Jednym z najważniejszych obszarów rozwoju technologii w finansach są płatności automatyczne, czyli takie, które wykonywane są bez potrzeby każdorazowego wprowadzania danych karty płatniczej lub danych do autoryzacji przelewu. Płatność taka może być realizowana cyklicznie, bezobsługowo (klient rejestruje usługę i otrzymuje monity o obciążeniu rachunku) lub na jedno kliknięcie (klient w uproszczonej formie potwierdza zamiar uiszczenia płatności).
Jest jednak pewien problem - na początku 2018 r. wejdzie w życie unijna dyrektywa PSD2, która potencjalnie może wywrócić do góry nogami rynek płatności automatycznych w Europie. Przepisy wprowadzają wymóg podwójnej autoryzacji – niezależnie od tego, czy dane karty były wcześniej zapisane, może wystąpić konieczność zalogowania się na stronie banku i podania hasła przy każdej transakcji. – Może się jednak okazać, że to sami konsumenci nie pozwolą zahamować rozwoju tej formy płatności. Płatności jednym kliknięciem są obecnie popularyzowane przez znane aplikacje mobilne, jak i samych operatorów płatności. W przypadku zakupów mobilnych komfort i wygoda płatności bywają kluczowe – ocenia Krystian Wesołowski, ekspert Blue Media.

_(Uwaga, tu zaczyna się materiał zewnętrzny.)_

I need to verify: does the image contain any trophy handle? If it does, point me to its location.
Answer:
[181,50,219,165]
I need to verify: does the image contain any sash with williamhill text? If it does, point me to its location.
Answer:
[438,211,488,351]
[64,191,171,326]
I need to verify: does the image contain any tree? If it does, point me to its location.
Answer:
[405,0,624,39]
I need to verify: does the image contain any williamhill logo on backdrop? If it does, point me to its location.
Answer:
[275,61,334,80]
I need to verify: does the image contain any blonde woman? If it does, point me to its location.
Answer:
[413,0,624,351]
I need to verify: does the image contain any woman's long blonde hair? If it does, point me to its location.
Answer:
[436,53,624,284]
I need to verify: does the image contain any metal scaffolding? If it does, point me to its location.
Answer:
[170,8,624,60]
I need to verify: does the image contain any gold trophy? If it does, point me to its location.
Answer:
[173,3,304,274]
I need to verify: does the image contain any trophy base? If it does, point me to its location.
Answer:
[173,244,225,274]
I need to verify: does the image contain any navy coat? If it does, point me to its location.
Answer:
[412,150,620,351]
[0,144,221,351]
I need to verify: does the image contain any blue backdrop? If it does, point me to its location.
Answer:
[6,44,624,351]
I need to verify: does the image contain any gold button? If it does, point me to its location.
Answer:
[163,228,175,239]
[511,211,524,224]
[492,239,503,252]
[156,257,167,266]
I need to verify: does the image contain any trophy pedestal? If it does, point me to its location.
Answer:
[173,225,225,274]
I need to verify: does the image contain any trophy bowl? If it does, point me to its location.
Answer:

Inną technologią jest blockchain, będący podstawą obrotu kryptowalutami (np. Bitcoin). W uproszczeniu działa jak publiczna, zdecentralizowana baza danych o wszystkich transakcjach ułożonych w porządku chronologicznym. Dzięki temu, że każda transakcja kryptowalutą jest rejestrowana, blockchain stanowi weryfikowalne i przejrzyste źródło informacji o historii transakcji. To czyni z tej technologii wymarzone narzędzie dla sektora finansowego. W 2015 r. w firmy rozwijające technologię zainwestowały m.in. MasterCard, Visa i American Express. Według analityków Greenwich Associates, nakłady inwestycyjne w rozwiązania blockchain w 2016 r. przekroczyły wartość miliarda dolarów.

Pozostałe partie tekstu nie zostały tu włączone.